I'm a big fan of nuclear fusion as an upcoming technology, seeing as it's completely safe, no long-term waste, much more reliable than wind/solar. Only problem is it isn't quite ready.



Soleron said

I'm a big fan of nuclear fusion as an upcoming technology, seeing as it's completely safe, no long-term waste, much more reliable than wind/solar.

Much more reliable? You mean the sun isn't shining in the desert tomorrow?

Of course when people think of fusion, they think of DD or DT fusion. These reactions create a mess of neutrons that destabalizes and "poisons" the equipment over time. If you dismantle a nuclear power plant, pretty much everything is radioactive waste, same is likely true for a fusion plant.

Fusion sounds interesting but the equipment will be way too complex/expensive to build/handle. Mirrors, water in a steam engine is much simpler technology available now. As the engineering rule number one goes "Fusion is the technology of the future. Always was and always will be".



Cobretti2 said:

At the time this was a pretty interesting report, however since then Haven't really herd much.

 


Interestingly the inventor of that ended up dead less than two years after making his discovery due to pnemonia.

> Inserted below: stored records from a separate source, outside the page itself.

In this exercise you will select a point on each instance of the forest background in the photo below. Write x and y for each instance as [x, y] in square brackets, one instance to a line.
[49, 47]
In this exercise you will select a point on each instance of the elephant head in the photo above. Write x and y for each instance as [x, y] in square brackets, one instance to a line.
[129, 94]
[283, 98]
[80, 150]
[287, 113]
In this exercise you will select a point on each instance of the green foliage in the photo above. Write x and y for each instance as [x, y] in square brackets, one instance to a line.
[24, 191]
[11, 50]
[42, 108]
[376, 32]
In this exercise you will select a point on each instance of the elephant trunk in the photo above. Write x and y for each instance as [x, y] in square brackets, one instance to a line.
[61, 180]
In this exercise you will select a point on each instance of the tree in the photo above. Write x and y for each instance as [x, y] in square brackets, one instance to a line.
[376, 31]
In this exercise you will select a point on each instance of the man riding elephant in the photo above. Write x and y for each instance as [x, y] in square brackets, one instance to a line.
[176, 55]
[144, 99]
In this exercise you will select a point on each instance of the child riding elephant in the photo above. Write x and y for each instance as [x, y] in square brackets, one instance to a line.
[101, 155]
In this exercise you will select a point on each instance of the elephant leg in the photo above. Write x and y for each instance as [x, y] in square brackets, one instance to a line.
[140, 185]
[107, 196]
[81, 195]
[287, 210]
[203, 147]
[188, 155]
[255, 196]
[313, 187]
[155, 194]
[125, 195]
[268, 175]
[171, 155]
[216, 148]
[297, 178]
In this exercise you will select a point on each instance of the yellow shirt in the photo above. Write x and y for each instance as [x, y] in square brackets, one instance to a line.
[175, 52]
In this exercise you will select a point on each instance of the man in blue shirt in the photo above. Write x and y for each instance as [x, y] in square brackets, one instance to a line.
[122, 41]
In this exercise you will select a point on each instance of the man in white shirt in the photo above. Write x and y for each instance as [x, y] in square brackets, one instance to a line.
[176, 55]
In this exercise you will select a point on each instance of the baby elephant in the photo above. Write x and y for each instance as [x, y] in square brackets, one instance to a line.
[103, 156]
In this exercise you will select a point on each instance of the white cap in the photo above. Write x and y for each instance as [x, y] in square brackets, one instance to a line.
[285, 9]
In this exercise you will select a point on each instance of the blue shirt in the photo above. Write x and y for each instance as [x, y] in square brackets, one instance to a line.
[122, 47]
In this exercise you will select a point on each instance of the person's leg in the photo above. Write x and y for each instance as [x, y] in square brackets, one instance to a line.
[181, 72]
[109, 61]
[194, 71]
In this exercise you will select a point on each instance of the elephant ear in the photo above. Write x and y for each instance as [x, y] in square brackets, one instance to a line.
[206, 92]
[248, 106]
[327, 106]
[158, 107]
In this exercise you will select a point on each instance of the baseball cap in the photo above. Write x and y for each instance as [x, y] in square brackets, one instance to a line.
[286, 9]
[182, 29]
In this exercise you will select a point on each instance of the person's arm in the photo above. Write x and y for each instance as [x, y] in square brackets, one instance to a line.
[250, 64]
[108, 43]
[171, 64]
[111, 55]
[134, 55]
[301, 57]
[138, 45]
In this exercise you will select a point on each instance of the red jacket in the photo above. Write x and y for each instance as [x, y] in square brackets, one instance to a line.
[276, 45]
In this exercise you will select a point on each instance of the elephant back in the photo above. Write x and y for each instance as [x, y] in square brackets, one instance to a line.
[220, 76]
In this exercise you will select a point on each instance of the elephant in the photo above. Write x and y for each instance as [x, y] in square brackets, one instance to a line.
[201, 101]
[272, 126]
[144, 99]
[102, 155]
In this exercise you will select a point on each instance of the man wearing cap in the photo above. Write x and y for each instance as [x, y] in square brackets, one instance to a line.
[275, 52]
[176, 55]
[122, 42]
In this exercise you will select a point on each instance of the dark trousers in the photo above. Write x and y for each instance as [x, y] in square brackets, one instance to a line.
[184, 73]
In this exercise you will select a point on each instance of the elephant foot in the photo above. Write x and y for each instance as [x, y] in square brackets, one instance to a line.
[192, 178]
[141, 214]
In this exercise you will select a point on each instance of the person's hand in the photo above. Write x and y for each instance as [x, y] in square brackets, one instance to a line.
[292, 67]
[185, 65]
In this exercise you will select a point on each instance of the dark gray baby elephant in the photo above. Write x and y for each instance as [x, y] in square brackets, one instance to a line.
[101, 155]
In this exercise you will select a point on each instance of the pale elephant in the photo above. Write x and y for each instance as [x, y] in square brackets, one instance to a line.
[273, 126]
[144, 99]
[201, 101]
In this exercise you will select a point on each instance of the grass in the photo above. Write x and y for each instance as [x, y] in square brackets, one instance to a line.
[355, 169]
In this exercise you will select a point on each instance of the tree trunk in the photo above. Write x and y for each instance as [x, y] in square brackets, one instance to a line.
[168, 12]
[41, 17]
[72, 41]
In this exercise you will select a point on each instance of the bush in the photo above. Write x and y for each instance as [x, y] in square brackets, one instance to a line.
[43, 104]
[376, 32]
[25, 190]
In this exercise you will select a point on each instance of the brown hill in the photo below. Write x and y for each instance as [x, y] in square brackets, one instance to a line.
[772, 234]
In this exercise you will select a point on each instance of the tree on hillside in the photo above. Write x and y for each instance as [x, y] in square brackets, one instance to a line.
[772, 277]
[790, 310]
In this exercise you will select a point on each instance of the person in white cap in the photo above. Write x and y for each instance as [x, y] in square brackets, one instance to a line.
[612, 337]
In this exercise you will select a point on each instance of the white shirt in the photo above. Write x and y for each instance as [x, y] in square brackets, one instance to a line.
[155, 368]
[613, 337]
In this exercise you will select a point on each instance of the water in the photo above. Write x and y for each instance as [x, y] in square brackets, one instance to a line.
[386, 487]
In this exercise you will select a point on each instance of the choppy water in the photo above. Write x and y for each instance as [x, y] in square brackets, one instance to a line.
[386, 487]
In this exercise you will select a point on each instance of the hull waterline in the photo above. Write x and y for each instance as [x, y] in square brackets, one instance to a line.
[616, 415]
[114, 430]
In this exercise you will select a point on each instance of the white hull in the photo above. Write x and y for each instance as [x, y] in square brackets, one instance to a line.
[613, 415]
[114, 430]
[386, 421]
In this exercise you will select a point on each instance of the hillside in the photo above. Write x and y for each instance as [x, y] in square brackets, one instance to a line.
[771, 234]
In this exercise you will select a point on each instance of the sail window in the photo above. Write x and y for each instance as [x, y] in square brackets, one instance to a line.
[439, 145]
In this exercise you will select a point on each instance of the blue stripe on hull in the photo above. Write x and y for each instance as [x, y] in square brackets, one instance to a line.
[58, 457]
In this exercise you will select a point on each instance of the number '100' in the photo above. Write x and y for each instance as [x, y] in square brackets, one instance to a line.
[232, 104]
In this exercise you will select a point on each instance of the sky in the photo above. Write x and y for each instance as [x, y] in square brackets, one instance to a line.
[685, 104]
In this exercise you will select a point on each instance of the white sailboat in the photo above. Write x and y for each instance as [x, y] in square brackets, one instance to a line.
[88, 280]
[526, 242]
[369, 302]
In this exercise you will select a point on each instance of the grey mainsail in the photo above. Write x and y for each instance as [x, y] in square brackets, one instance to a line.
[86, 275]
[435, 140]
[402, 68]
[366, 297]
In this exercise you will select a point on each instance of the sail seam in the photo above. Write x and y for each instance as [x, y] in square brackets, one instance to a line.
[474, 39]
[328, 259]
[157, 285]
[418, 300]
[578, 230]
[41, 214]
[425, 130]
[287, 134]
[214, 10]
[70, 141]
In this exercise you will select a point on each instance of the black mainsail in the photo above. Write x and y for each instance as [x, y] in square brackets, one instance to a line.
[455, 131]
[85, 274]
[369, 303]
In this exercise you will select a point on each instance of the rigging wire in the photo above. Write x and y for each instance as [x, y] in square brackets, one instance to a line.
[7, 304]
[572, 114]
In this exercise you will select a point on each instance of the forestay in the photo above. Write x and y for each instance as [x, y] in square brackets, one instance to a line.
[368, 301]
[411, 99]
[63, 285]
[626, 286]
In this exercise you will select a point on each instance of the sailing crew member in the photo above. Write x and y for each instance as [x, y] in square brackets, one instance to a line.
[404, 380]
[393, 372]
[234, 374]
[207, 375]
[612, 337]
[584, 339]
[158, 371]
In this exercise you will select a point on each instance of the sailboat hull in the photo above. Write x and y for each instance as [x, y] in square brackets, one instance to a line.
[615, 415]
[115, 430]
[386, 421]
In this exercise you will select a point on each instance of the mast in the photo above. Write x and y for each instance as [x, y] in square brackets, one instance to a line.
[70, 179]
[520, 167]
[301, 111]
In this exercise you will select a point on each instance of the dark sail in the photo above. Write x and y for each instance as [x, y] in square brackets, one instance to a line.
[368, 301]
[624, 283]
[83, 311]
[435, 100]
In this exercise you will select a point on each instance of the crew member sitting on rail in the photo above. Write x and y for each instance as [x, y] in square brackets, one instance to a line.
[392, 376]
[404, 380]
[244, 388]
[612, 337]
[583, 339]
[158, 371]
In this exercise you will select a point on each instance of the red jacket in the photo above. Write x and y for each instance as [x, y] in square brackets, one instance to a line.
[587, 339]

Not too into conspiracy theories, but that's quite convienant.



brendude13 said:
MDMAlliance said:
Solution: Go nuclear.

Why isn't nuclear energy that popular? From what I know about energy sources, it seems to be the best option.


Fear mostly.  Back when the cold war started, the US actual allowed and helped cultivate a bit of an overreaction about how dangerous nuclear weapons are kind of as an added deterant in the Cold War.

The effects of the worst nuclear meltdowns are actually a lot tamer then you would expect.